Tmux / status bar integration. One-liner mode (cleo today, cleo tomorrow) was designed partly for this. Piping cleo "next event" into a tmux status bar or a menu bar widget would put your next calendar item on screen at all times, without opening any app.
Natural language time parsing improvements. The current implementation relies on the model to translate “tomorrow morning” or “next Friday” into ISO8601 timestamps, which it does well but not perfectly across edge cases (relative references at the end of a month, week boundaries). Adding a dedicated time-parsing library like dateparser as a preprocessing step would tighten this up before the model ever sees the input.
A More Meta View
Coming back to where I started: I think personal software is one of the most underexplored opportunities in the AI era. Cleo exists because I wanted something tailored to my workflow rather than a more generalized program that I adapt to. Building it took a late night of planning and a morning of wiring things together. That’s a very different calculation than it was two years ago.
The natural next step is a V2 that goes deeper into the productivity layer. I’ve been using a modified version of David Allen’s method in Getting Things Done to manage my life for the past few years and now I’m thinking about how to expand on the calendar and create a larger productivity system. It will need a place for projects to live in addition to the calendar, so I’m exploring options like Notion and Obsidian. I could also self host but there is no reason to create work for its own sake.
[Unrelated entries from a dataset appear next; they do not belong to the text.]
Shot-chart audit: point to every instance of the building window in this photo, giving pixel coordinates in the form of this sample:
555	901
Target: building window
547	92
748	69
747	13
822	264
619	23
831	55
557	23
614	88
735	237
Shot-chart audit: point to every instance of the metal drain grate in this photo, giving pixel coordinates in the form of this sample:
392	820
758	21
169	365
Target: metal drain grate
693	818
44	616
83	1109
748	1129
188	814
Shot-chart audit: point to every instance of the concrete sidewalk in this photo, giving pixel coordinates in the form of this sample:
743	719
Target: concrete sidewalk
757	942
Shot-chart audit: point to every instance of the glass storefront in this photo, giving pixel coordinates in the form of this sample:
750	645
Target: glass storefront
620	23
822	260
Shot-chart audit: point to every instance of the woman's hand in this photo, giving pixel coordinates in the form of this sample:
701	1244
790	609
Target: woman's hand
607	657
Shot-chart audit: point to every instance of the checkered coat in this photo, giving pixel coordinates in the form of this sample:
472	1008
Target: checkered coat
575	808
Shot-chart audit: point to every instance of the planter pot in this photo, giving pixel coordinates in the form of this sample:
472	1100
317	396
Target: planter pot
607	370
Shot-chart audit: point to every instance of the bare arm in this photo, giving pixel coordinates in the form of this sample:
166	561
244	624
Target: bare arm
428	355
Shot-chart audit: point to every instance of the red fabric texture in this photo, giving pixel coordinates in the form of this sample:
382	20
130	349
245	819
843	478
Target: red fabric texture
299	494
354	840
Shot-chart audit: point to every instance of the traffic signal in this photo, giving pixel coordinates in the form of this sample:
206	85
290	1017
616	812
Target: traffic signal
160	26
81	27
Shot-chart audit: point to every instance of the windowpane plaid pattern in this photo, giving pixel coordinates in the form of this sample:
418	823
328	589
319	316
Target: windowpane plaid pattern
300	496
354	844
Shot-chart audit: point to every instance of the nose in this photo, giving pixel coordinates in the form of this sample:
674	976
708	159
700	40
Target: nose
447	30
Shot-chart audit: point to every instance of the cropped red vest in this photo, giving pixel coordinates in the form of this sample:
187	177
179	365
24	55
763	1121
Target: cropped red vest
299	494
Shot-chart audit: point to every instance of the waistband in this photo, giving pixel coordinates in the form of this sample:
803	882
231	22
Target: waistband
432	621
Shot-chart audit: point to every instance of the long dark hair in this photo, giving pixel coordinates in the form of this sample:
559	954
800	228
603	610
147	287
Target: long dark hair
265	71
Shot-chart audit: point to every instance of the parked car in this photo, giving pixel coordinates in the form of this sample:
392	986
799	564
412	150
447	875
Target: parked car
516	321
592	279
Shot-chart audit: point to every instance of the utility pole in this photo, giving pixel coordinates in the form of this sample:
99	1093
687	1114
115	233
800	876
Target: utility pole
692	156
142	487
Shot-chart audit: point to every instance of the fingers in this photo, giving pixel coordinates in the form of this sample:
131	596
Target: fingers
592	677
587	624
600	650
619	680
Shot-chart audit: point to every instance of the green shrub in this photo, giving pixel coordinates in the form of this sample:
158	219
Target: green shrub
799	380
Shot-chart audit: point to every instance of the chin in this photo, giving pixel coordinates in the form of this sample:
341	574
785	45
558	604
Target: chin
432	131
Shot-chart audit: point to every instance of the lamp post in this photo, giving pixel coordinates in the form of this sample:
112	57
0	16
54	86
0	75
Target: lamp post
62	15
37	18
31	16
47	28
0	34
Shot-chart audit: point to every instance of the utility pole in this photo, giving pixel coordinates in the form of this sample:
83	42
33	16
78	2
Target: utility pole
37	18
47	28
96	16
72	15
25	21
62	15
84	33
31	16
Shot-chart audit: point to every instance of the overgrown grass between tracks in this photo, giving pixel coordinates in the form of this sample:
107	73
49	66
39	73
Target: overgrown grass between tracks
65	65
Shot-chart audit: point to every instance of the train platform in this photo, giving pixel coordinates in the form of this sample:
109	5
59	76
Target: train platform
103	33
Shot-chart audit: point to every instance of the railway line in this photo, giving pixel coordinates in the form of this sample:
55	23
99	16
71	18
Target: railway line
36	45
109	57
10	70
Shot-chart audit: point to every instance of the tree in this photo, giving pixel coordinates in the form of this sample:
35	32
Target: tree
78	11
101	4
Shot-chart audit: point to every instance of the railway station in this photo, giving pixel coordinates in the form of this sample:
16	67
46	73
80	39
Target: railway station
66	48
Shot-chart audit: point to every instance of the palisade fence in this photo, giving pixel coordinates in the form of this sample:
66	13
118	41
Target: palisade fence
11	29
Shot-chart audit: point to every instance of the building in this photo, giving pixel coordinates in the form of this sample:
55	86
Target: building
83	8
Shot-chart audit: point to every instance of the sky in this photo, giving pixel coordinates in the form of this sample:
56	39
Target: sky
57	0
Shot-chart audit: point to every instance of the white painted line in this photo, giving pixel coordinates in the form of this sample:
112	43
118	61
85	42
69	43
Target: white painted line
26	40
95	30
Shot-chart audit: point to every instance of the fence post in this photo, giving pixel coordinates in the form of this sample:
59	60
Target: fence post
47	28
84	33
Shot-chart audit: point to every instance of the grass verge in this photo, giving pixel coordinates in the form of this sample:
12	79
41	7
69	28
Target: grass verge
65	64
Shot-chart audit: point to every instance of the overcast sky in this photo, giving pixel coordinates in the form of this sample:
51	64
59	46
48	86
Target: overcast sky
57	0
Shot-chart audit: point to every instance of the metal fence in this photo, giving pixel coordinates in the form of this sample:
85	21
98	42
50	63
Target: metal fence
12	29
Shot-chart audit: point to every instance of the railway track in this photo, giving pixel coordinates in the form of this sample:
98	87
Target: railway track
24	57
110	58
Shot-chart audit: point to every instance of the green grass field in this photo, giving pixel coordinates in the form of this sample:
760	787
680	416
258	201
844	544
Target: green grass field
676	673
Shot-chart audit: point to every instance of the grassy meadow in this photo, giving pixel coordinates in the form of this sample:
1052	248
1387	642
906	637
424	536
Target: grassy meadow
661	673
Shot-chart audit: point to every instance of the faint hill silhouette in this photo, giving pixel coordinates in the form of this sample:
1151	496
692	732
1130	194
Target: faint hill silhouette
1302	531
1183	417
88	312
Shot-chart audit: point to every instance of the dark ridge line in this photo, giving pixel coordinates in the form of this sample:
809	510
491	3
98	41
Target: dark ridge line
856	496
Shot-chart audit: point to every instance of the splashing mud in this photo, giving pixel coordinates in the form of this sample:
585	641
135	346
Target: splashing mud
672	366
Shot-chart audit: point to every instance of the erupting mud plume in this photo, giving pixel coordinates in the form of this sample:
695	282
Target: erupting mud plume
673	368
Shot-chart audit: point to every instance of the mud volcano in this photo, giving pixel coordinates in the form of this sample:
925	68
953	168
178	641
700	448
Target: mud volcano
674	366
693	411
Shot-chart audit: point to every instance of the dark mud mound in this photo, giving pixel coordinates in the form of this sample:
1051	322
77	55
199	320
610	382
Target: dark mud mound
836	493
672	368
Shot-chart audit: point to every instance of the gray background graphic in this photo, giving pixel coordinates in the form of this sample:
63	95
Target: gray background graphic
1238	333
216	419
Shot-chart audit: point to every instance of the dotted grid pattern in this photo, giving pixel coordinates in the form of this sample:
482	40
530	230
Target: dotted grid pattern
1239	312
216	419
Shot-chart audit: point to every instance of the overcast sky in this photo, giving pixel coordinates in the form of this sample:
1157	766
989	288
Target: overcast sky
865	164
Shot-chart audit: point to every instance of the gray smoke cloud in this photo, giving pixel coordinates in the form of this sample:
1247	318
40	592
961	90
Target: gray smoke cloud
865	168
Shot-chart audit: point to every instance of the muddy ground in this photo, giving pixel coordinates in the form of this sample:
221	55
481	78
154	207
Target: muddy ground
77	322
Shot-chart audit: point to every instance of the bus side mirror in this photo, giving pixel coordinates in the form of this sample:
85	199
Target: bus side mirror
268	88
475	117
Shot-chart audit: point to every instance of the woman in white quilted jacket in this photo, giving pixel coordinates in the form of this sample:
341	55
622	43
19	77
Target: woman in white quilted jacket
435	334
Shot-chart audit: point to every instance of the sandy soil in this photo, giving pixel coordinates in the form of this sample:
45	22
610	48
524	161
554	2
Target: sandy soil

Another big question is how to improve capture. Right now Cleo only exists in the terminal, which means anything I want to add has to happen at my desk. My current thinking is a lightweight Notion page, or something similarly phone-accessible, that acts as an inbox. Cleo would pull from it on a schedule, parse the entries, and turn them into calendar events, update projects, or create reminders without me having to touch the terminal. That closes the loop from “thought I had while walking” to “thing on my calendar” without any manual step.
The important constraint is keeping this simple. It would be straightforward to turn this into a full-stack app with a database, a web UI, and user accounts, but that feels like overkill (for now at least). I think the current iteration of the app draws a lot of power from its simplicity and I want to keep that going as long as possible.